# Multiplicity and Inverse of probability distribution, what do they mean?

1. Oct 10, 2012

### silverwhale

Hello Everybody.

I have a rather simple question, which still kept me thinking for two hours without any result.

If we want to determine the multiplicity in the microcanonical ensemble we just devide the volume of the shell containing the accessible microstates over the volume of one microstate; let us write the multplicity as:
$$\Gamma = \frac{\omega }{\omega_{0}}.$$
Now, we can write the RHS as:
$$\frac{\omega }{\omega_{0}} = \frac{\int' d^{3N}q d^{3N}p}{d^{3N}q d^{3N}p}.$$
Next multiplying by $$\rho_{0},$$ where $$\rho_0$$ is the constant density distridubtiion of the ensemble members in a microcanonical ensemble. we get:
$$\frac{\omega }{\omega_{0}} = \frac{\int' d^{3N}q d^{3N}p \, \rho_0}{d^{3N}q d^{3N}p \, \rho_0};$$
Now this would mean that the mutliplicity $$\Gamma$$ is given by:
$$\Gamma = \frac{N}{n_0};$$
where N is the total number of ensemble members and n_0 is the number of ensemble elements in a given microstate.
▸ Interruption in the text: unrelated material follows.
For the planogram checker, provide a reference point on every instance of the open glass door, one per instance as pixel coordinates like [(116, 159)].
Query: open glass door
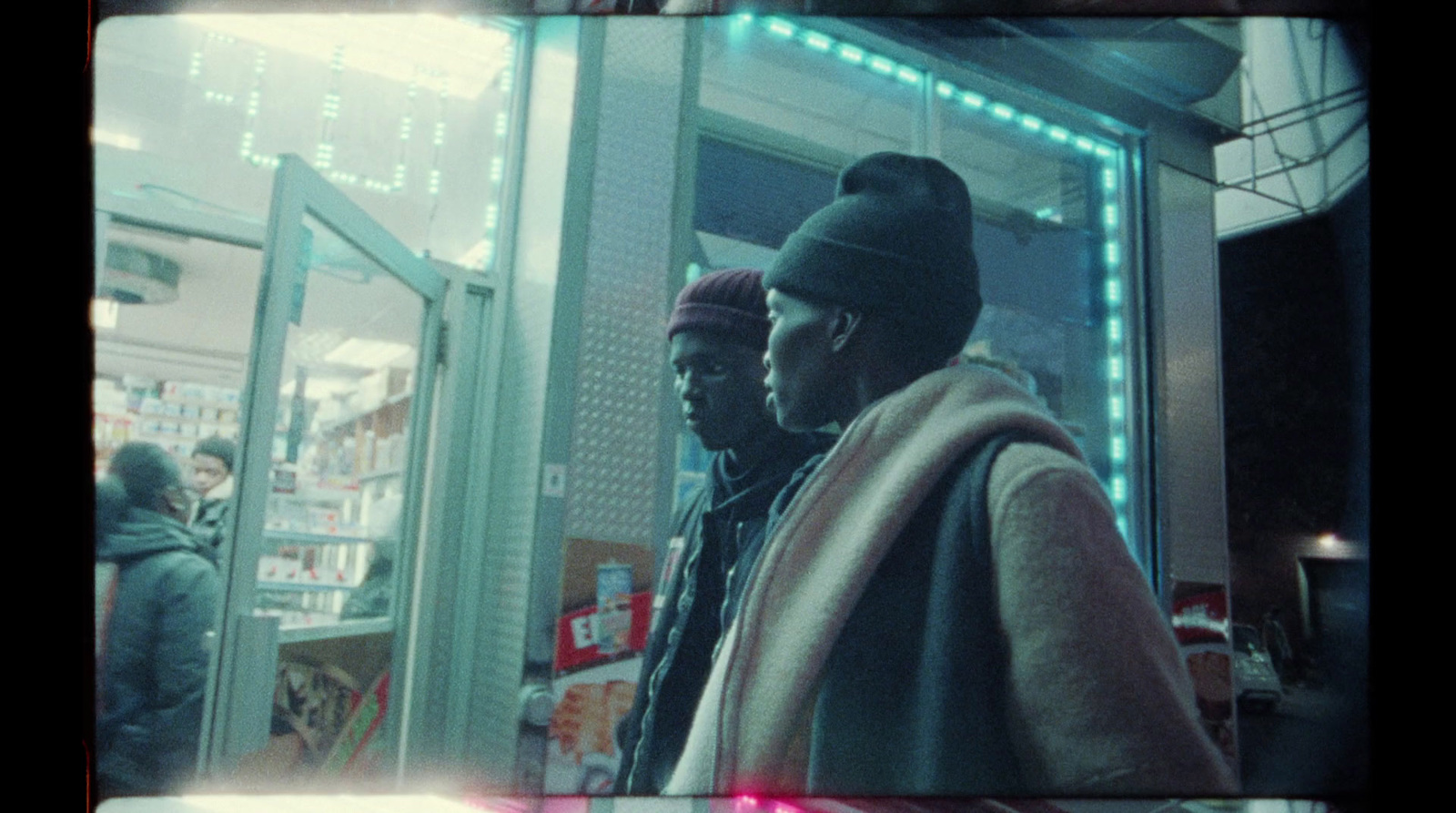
[(329, 487)]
First question, is this correct? Is this ok to write?

Next, let's suppose everything is fine. What would this expression then mean?

$$\frac{\int d^{3N}q d^{3N}p \, \rho(q,p)}{d^{3N}q d^{3N}p \, \rho(q,p)} = \frac{N}{n(q,p)};$$

where $$\rho(q,p)$$ is the density distribution again but this time it is not constant anymore, it varies from microstate to microstate. We would get something like $$\Gamma (q,p).$$ What does it mean? Can anyone help? I can't firugre out what this "multiplcity", that is (q,p) dependent, means. Incidently its inverse is similar to the probability distribution of the canonical ensemble and grand canonical ensemble.

Any help would be greatly appreciated.